Anniversary...

Ten years together and eight years married today. Who would have thought that possible, ten to twelve years ago? Certainly not anyone who knew me. A good friend just escaped being the target of this latest entry, being superseded by this auspicious day. So I am not using him and how he is dealing with a difficult adjustment back to a single life and all those things one does to cope.

To be fair finding or developing a good relationship is difficult no matter where you are. In Thailand it becomes a minefield of potential disasters. Given the right temperament cross cultural relationships can add multiple layers of enriching complexity and variety. Given the wrong temperament this can lead to endless confrontations and misunderstandings. Add to this mix, the fact that most Farang males speak little or no Thai and their partners are equally impaired linguistically. 

Often one or both are nursing wounds from a failed relationship and have illusions about the grass being greener on the other side. I’m sure there are those who would love to read some nice juicy stories of sex, lies, betrayal and deception. That, however, only feeds into the baser element of human nature, titillating our imagination. It reenforces those with a negative bias and is ignored by those who say it will never happen to me. Therefore, I would rather not get sidetracked by such lurid tales.

I can’t speak to the specifics of why other relationships succeed or fail. Sometimes the problem with relationships is too little knowledge or experience with the opposite sex, to be able to make an educated choice. Leaving everything to instinct, hormones and luck. With me, the opposite, was the more likely source of difficulty. I had lived here for 20 years, spoke the language and had excessive experience and knowledge. 

Single life had been good to me and my freedom and independence were highly valued. I had managed to cross Thai social class lines and got firsthand exposer to all levels of Thai society ranging from the social elite, some with royal linage and old established family names, celebrities, models, business and political leaders, and on the other extreme the lowest underbelly of Thai society. Some of them were gamblers, hit-men, drug dealers, godfathers, and of course the infamous prostitution and nightlife population. Too much knowledge can lead one to become cynical about the world but that can be good thing. With fewer illusions one is less likely to be victimized by others or fooled by our own delusions.

Fortunately beneath my outward persona there was still just a hint of the romantic that was looking for and ready for a special kind of companionship. I’m not at all sure that my wife was able to pick up on that or not. I would like to think she saw something beneath the surface that no one else could. Truth be told she was probably attracted to the “bad boy” thing and we both just got lucky.

I could give you details of how we make it work but those are the things that work for us, given what we individually bring to the table. The trick is not to copy what someone else has done but to trust our own inner voice and not settle for something that will not make us happy long term. A little introspection and a good long look in the mirror is of course the very least that one needs to do.

We are both more city than country people and did well living the city life and traveling. Traveling reminded us of how much we loved nature and started us looking for a more rural lifestyle. So here we are building our dream-house in a Northern Thai Village and our relationship continues to grow and flourish. It is not really a surprise to me. After the months we spent renting cars and driving the back roads to national parks and staying in hotels, while living out of a suitcase, showed me that we had a remarkable ability to help and support each-other without the conflict that one often hears of.

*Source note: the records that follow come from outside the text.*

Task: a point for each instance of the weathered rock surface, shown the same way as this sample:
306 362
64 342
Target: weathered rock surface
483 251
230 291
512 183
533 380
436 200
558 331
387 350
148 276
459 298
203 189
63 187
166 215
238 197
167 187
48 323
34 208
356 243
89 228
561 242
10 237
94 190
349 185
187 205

I think our age difference is a big plus in this case. Being younger and female the wife can fall victim to her hormones from time to time but has gotten much better at distinguishing where her moods or feelings might come from on a given day. I on the other hand, have a unique ability to look below the surface and not respond to what may manifest briefly when one is under stress. My calm, sure footed, nature can be irritating when looking for an emotional response but in the long term rubs off and leads to a much calmer and rational environment for decision making.

My wife would be the first to acknowledge my contribution to her growth and development. I, in turn, am surprised at how little I have had to do to create this environment and how her innate kindness and goodness has softened my harder edges. I am definitely happier, more fulfilled and content with my lot in life. If we were different people we might be competing or trying to establish dominance in our relationship. As it stands we have a synergistic relationship where we are better together than apart.

If I were to offer any relationship advice at all it would be to only enter into a relationship that makes your life better and makes you want to be a better person. If you have feelings about what you are giving up or sacrificing for the other person, instead of how much better they make your life then I would run for the nearest exit. In other words forget the resume and checklists of what you want in the ideal person. Look for someone who makes you a better person and someone that you bring out the best in. If you can find that then you will be able to sort out the details together.